Overview

Installing R and Rstudio

You have three main options for running this analysis in RStudio:

  1. Use QUTs rVDI virtual desktop machines

  2. Install R and RStudio on your own PC

  3. Use the provided PCs in the QUT computer labs

Option1: Use QUTs rVDI virtual desktop machines

This is the preferred method, as R and RStudio are already installed, as are all the required R packages needed for analysis. Installing all of these can take over 30 minutes on your own PC, so using an rVDI machine saves time.

rVDI provides a virtual Windows desktop that can be run in your web browser.

To access and run an rVDI virtual desktop:

Go to https://rvdi.qut.edu.au/

Click on ‘VMware Horizon HTML Access

Log on with your QUT username and password.

Click the ‘R Workshop’ option, which is already setup for this workshop.

*NOTE: you need to be connected to the QUT network first, either being on campus or connecting remotely via VPN.

Option2: Install R and RStudio on your own PC

Go to the following page https://posit.co/download/rstudio-desktop/ and follow the instructions provided to install first R and then Rstudio.

Download and install R, following the default prompts:

https://cran.r-project.org/bin/windows/base/

Download and install RStudio, following the default prompts:

https://posit.co/download/rstudio-desktop/

Option3: Use the provided PCs in the QUT computer labs

The PCs in the computer labs already have R and RStudio installed. If using this option, you will need to install the required R packages (unlike rVDI). The code for installing these packages is in the analysis section below.

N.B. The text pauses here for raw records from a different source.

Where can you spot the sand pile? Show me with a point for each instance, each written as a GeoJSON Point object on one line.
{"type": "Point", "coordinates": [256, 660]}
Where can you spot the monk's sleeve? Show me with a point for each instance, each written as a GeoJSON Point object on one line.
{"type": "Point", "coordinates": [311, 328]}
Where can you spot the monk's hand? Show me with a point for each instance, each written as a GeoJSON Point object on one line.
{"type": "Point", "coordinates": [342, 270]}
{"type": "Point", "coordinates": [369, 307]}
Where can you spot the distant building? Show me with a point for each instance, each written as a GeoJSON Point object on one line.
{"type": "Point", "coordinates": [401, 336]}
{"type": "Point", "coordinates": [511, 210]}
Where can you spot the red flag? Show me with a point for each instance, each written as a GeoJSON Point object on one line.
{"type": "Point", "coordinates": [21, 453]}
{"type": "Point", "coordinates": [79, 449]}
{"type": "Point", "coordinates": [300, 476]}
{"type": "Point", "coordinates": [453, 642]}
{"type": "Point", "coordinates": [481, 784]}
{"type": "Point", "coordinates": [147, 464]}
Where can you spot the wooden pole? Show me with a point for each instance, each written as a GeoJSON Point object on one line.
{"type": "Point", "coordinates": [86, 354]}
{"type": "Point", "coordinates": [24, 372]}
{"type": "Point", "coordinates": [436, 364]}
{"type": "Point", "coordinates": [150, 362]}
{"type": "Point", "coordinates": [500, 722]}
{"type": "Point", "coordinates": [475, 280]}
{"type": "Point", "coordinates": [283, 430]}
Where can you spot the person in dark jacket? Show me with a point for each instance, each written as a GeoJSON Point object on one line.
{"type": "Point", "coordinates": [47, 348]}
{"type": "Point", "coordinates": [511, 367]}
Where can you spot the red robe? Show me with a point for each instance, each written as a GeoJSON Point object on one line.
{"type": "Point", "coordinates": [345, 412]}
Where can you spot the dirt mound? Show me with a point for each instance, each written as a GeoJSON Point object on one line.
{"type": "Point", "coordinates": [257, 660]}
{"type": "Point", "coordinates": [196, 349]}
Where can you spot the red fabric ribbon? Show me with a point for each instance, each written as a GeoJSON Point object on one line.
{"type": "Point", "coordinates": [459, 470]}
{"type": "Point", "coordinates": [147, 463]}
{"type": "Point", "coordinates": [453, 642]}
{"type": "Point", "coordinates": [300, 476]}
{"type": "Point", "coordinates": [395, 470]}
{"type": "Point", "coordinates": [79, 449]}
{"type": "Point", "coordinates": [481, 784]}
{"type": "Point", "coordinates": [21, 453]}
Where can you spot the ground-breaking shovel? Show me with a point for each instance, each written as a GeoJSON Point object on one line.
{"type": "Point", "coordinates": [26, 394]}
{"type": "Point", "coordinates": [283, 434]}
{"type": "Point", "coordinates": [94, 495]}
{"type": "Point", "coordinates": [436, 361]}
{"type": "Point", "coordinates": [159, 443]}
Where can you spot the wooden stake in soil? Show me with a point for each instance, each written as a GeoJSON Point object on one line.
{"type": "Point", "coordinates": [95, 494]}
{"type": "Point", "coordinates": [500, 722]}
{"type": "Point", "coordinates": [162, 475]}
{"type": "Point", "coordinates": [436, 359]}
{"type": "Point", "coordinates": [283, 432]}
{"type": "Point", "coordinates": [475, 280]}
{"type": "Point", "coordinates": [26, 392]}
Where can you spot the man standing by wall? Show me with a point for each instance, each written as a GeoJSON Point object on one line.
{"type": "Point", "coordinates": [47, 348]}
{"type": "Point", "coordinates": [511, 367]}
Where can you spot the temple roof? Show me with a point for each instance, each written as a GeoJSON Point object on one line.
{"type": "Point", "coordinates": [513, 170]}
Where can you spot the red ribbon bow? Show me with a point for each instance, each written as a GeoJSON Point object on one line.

Map your HPC home directory

On the rVDI machines, your HPC home directory is already mapped to H drive.

If you are using a different computer, follow the instructions here to map your HPC home directory:

https://qutvirtual4.qut.edu.au/group/staff/research/conducting/facilities/advanced-research-computing-storage/supercomputing/using-hpc-filesystems

Interactive HPC session

In the next step we’re going to copy some data files to your home directory.

Just like in the last session, we’re going to start an interactive PBS session to do this, so we’re not all copying large datasets on the head node.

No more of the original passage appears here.